Soybeans hit 8-month top as rains delay Argentina’s harvest

Soy-Beans

U.S. soybean futures climbed to an eight-month peak on Monday, rising for a sixth session out of seven, with heavy rains in Argentina raising fears of crop damage. Wheat gained 1 percent, while corn was little changed after a four-session rally which was triggered by worries about summer weather risk in the U.S. Midwest and dry conditions in Brazil.
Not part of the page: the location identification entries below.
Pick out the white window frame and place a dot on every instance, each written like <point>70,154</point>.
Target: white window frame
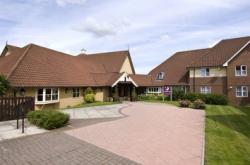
<point>75,92</point>
<point>44,101</point>
<point>153,90</point>
<point>241,91</point>
<point>205,89</point>
<point>204,72</point>
<point>160,76</point>
<point>241,71</point>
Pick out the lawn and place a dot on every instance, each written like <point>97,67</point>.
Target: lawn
<point>98,103</point>
<point>227,135</point>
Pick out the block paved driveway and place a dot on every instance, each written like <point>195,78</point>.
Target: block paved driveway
<point>145,134</point>
<point>150,134</point>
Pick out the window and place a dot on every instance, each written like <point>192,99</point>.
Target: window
<point>76,92</point>
<point>47,95</point>
<point>204,72</point>
<point>241,70</point>
<point>205,90</point>
<point>160,76</point>
<point>154,90</point>
<point>241,91</point>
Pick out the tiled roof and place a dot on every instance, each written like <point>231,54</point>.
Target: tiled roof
<point>142,80</point>
<point>33,66</point>
<point>221,52</point>
<point>175,68</point>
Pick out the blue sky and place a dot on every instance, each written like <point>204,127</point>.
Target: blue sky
<point>152,30</point>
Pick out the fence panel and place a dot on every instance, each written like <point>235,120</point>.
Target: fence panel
<point>10,107</point>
Chicago Board of Trade most-active soybean contract gained 0.6 percent at $9.61-1/2 a bushel by 0323 GMT. Earlier in the session, it jumped to 9.64, the highest since August. Wheat was at $4.64-1/4 a bushel and corn was at $3.78-1/2 a bushel. “We are certainly seeing weather concerns in Argentina,” said Phin Ziebell, agribusiness economist at National Australia Bank in Sydney.

“There could be additional demand for U.S. beans as South American exporters had been quite aggressive in soybean exports with currency depreciation in Brazil and reduction in Argentina’s export taxes.” Last week, Argentina’s Rosario grains exchange left its soy crop forecast unchanged at 59 million tonnes, saying it would take time to gauge the damage from rains. Soybeans are also drawing support from higher domestic demand in the United States.
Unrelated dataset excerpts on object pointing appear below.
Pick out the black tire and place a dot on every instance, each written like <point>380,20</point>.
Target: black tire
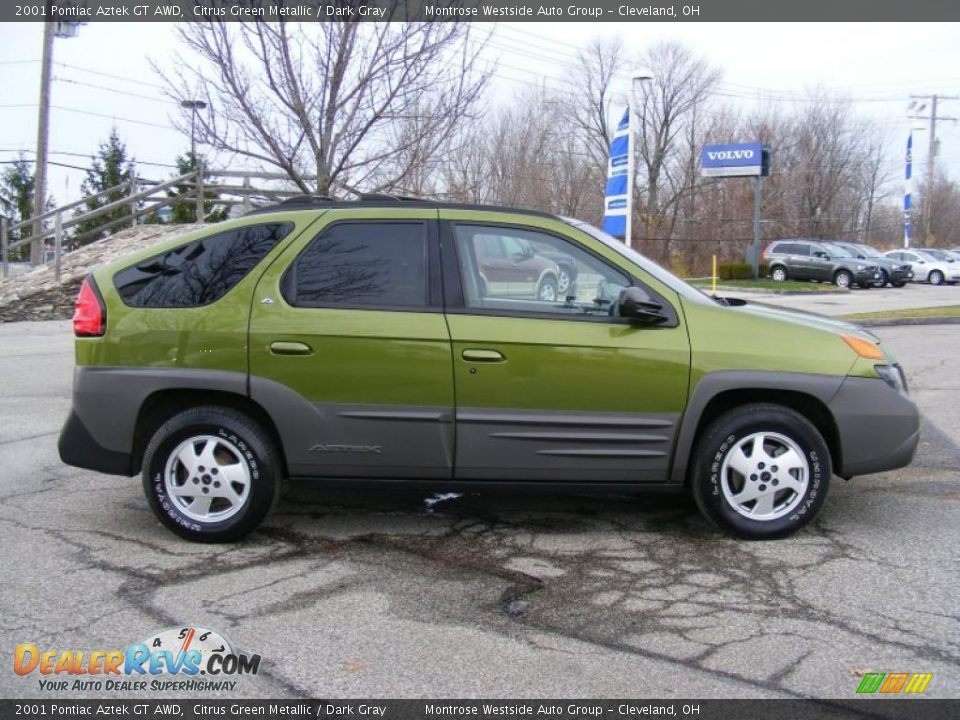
<point>547,290</point>
<point>712,480</point>
<point>779,273</point>
<point>237,438</point>
<point>842,278</point>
The U.S. National Oilseed Processors Association said its members crushed 156.690 million bushels of soybeans in March, the second-biggest on record for the third month. The figure was up from 146.181 million crushed in February and just above an average of trade estimates.
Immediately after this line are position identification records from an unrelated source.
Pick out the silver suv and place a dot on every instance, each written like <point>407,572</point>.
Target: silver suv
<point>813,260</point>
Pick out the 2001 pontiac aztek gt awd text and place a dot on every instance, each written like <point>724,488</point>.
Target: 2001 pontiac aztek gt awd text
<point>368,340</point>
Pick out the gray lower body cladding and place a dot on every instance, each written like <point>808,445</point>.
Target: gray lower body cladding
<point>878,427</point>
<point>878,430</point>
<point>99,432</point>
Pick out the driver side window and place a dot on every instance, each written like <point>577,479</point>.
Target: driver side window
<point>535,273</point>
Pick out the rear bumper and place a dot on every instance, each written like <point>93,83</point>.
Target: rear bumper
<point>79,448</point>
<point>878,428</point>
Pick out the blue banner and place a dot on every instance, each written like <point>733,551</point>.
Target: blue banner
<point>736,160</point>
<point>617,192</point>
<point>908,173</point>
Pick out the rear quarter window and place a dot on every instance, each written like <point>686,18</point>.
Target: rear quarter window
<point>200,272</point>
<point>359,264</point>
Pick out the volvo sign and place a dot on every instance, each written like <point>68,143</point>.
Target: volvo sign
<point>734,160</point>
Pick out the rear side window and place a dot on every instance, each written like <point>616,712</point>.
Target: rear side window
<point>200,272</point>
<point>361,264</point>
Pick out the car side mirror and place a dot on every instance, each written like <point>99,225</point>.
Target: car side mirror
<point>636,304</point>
Recent gains in corn have been driven by dryness in Brazil and forecasts for the emergence of the La Nina weather event.

Brazil’s winter corn crop is being stressed by dry conditions. The Commodity Weather Group said in a note to clients that “minimal rains over the next 10 days allow stress to expand to nearly half of the belt”.

The U.S. Climate Prediction Center has forecast an increasing chance of La Nina in the second half of the year. Its arrival could raise the risk of hotter and drier weather in the Midwest corn belt.

Commodity funds bought an estimated net 15,000 CBOT corn contracts on Friday, trade sources said. The funds also were net buyers of 10,000 soybean contracts and 1,000 wheat contracts, traders said.